My mom shook her head. Her face was white. Seeing my strong, capable mother this way was one of the scariest things I’d ever endured. I just wanted it to stop. So I made myself speak.
My father turned, seeing me. “Sydney, go upstairs. I’ll be there in a minute.”
I went. I didn’t know what else to do. Then I sat on my bed and waited. Right then, it felt like time did stop, in that five minutes or fifteen, or however long it was.
Finally, my father appeared in the doorway. The first thing I noticed was how wrinkled his shirt was, twisted in places, like someone had been grabbing at it. Later, I’d remember this more than anything else. That plaid print, all disjointed.
“There’s been an accident,” he said. His voice sounded raw. “Your brother hurt someone.”

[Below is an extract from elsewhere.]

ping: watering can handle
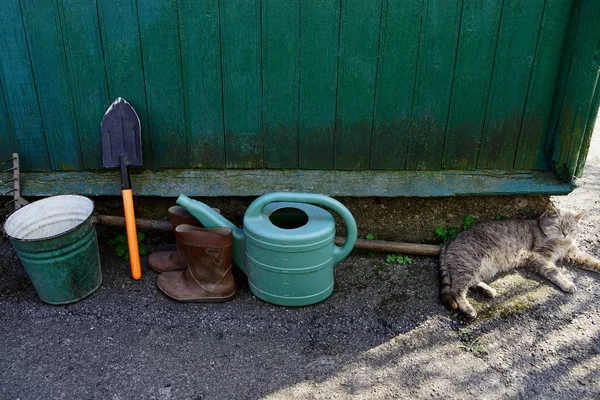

Later, I’d think back to these words and realize how telling they really were. Your brother hurt someone. It was like a metaphor, with a literal meaning and so many others. David Ibarra was the victim here. But he was not the only one hurt.
Peyton was at the police station, where they’d taken him after a Breathalyzer test had confirmed his blood alcohol level was twice the legal limit. But the DUI was the least of his problems. As he was still on probation, there would be no leniency this time and no bail, at least at first. My father called Sawyer Ambrose, then changed his shirt and left to meet him at the station. My mom went to her room and shut the door. I went to school, because I didn’t know what else to do.
“Are you sure you’re okay?” Jenn asked me at my locker right after homeroom. “You seem weird.”
“I’m fine,” I told her, shoving a book in my bag. “Just tired.”
I didn’t know why I wasn’t telling her. It was like this was too big; I didn’t want to give it any air to breathe. Plus, people would know soon enough.
I started getting texts that evening, around dinnertime. First Jenn, then Meredith, then a few other friends. I turned my phone off, picturing the word spreading, like drops of food coloring slowly taking over a glass of water. My mother was still in her room, my dad gone, so I made myself some macaroni and cheese, which I ate at the kitchen counter, standing up. Then I went to my room, where I lay on the bed, staring at the ceiling, until I heard the familiar sound of the garage door opening. This time, though, it didn’t make me feel better.
A few minutes later, I heard a knock on my door, and then my dad came in. He looked so tired, with bags under his eyes, like he’d aged ten years since I’d seen him last.
“I’m worried about Mom,” I blurted out before he could say anything. I hadn’t even been planning to say this; it was like someone else spoke in my voice.
“I know. She’ll be okay. Did you eat?”
He looked at me for a minute, then crossed the room, sitting down on the edge of my bed. My dad was not the touchy-feely type, never had been. He was a shoulder-clapper, a master of the quick, three-back-pat hug. It was my mom who was always pulling me into her lap, brushing a hand over my hair, squeezing me tight. But now, on this weirdest and scariest of days, my father wrapped his arms around me. I hugged him back, holding on for dear life, and we stayed like that for what felt like a long time.
There was so much ahead of us, both awfully familiar and, even worse, brand-new. My brother would never be the same. I’d never have another day when I didn’t think of David Ibarra at least once. My mom would fight on, but she had lost something. I’d never again be able to look at her and not see it missing. So many nevers. But in that moment, I just held my dad and squeezed my eyes shut, trying to make time stop again. It didn’t.